From c443ceea8c85cd747cdce6f3332ec860aa4d4cc7 Mon Sep 17 00:00:00 2001
From: Pierre Kestener <pierre.kestener@cea.fr>
Date: Fri, 1 Dec 2023 10:00:42 +0100
Subject: [PATCH 1/2] Update reducer types allowed in parallel reduction.

---
 examples/kokkos/random_sum.py         |  2 +-
 pykokkos/core/translators/bindings.py | 18 +++++++++++++++++-
 2 files changed, 18 insertions(+), 2 deletions(-)
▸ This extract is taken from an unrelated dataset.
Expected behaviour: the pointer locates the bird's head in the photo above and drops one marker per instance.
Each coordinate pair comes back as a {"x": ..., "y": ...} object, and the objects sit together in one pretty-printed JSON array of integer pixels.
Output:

diff --git a/examples/kokkos/random_sum.py b/examples/kokkos/random_sum.py
index 3da72b07..201cb52a 100644
--- a/examples/kokkos/random_sum.py
+++ b/examples/kokkos/random_sum.py
@@ -7,7 +7,7 @@
 class RandomSum:
     def __init__(self, n):
         self.N: int = n
-        self.total: int = 0
+        self.total: pk.int32 = 0
         self.a: pk.View1D[pk.int32] = pk.View([n], pk.int32)
 
         for i in range(self.N):
diff --git a/pykokkos/core/translators/bindings.py b/pykokkos/core/translators/bindings.py
index cf9b21ca..da5c4c0f 100644
--- a/pykokkos/core/translators/bindings.py
+++ b/pykokkos/core/translators/bindings.py
@@ -232,7 +232,7 @@ def get_return_type(operation: str, workunit: cppast.MethodDecl) -> str:
     :param operation: the type of the operation (for, reduce, scan, or workload)
     :param workunit: the workunit for which the binding is being generated
     :returns: the return type as a string
-    """ 
+    """
 
     acc_decl: Optional[cppast.ParmVarDecl] = None
     if operation == "reduce":
@@ -575,6 +575,22 @@ def bind_main_single(
         if "pk.Acc" in element:
             if "pk.int64" in element:
                 acc_type = "int64_t"
+            elif "pk.int32" in element:
+                acc_type = "int32_t"
+            elif "pk.int16" in element:
+                acc_type = "int16_t"
+            elif "pk.int8" in element:
+                acc_type = "int8_t"
+            elif "pk.uint64" in element:
+                acc_type = "uint64_t"
+            elif "pk.uint32" in element:
+                acc_type = "uint32_t"
+            elif "pk.uint16" in element:
+                acc_type = "uint16_t"
+            elif "pk.uint8" in element:
+                acc_type = "uint8_t"
+            elif "pk.float" in element:
+                acc_type = "float"
             elif "pk.double" in element:
                 acc_type = "double"
 

From ab1fafa138cf4cd0ed9dbfa14fba22c6119f59c2 Mon Sep 17 00:00:00 2001
From: Pierre Kestener <pierre.kestener@cea.fr>
Date: Sun, 3 Dec 2023 10:32:09 +0100
Subject: [PATCH 2/2] Update unit test for parallel_reduce.

---
 tests/test_parallelreduce.py | 69 ++++++++++++++++++++++++++++++++----
 1 file changed, 63 insertions(+), 6 deletions(-)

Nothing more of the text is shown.